How CIRS Differs From Similar Conditions
CIRS shares significant symptom overlap with chronic fatigue syndrome (ME/CFS), fibromyalgia, and other conditions involving persistent fatigue and widespread pain. This overlap is a major reason people with CIRS often receive one of these diagnoses first.
There are some distinguishing features, though. ME/CFS tends to involve reduced activity of the stress-response system (the HPA axis), while the acute inflammatory response seen in CIRS involves heightened HPA axis activity. Gastrointestinal symptoms resembling irritable bowel syndrome are common in ME/CFS but aren’t a typical feature of the basic inflammatory response. Fever is a hallmark of acute inflammation but occurs only mildly, and in a small proportion of ME/CFS patients. Weight loss and appetite suppression, which are characteristic of an active inflammatory state, aren’t typical of ME/CFS unless depression is also present. ME/CFS also shows specific patterns of mitochondrial dysfunction, with abnormally low energy production and high lactate levels, that differ from the energy-conservation pattern seen in acute inflammatory responses.
The most practical distinguishing factor for CIRS is the exposure history. If your symptoms began or dramatically worsened after moving into a particular building, after a tick bite, or after eating reef fish, and if they span many body systems simultaneously, that exposure timeline is a critical clue that points toward a biotoxin-related process rather than ME/CFS or fibromyalgia alone.
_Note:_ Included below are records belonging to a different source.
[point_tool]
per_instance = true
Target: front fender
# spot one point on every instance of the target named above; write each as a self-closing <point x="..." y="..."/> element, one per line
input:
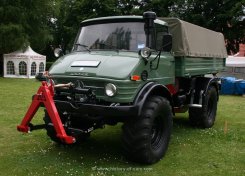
<point x="151" y="89"/>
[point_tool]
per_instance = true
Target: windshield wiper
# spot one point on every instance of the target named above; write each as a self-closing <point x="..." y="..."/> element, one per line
<point x="111" y="46"/>
<point x="84" y="46"/>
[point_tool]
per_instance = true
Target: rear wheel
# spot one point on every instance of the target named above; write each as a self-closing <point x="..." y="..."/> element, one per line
<point x="146" y="138"/>
<point x="205" y="116"/>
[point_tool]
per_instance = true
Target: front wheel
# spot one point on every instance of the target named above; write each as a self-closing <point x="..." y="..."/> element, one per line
<point x="146" y="138"/>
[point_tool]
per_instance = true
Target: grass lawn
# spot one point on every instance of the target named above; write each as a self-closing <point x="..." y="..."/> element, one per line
<point x="216" y="151"/>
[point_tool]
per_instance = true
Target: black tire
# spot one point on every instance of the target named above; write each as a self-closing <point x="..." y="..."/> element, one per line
<point x="205" y="117"/>
<point x="52" y="133"/>
<point x="146" y="138"/>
The Controversy Around CIRS
CIRS occupies an unusual space in medicine. It has a dedicated clinical framework, published research, and practitioners who specialize in treating it, but it has not been accepted as a formal diagnosis by most mainstream medical institutions. The criteria for diagnosis, the biomarkers used, and the treatment protocols all remain subjects of debate. Many conventional physicians are unfamiliar with the condition or skeptical of its diagnostic framework.
This doesn’t mean the symptoms aren’t real. People exposed to water-damaged buildings clearly get sick, and the biological mechanisms of chronic inflammation are well-established science. The debate centers on whether CIRS, as defined by its current diagnostic criteria, represents a distinct disease entity or whether the same patients would be better served by existing diagnostic categories. For people experiencing these symptoms, the practical implication is that finding a practitioner familiar with biotoxin illness may require looking beyond a standard primary care office, and that removing yourself from the source of exposure is universally agreed upon as a necessary first step regardless of what the condition is called.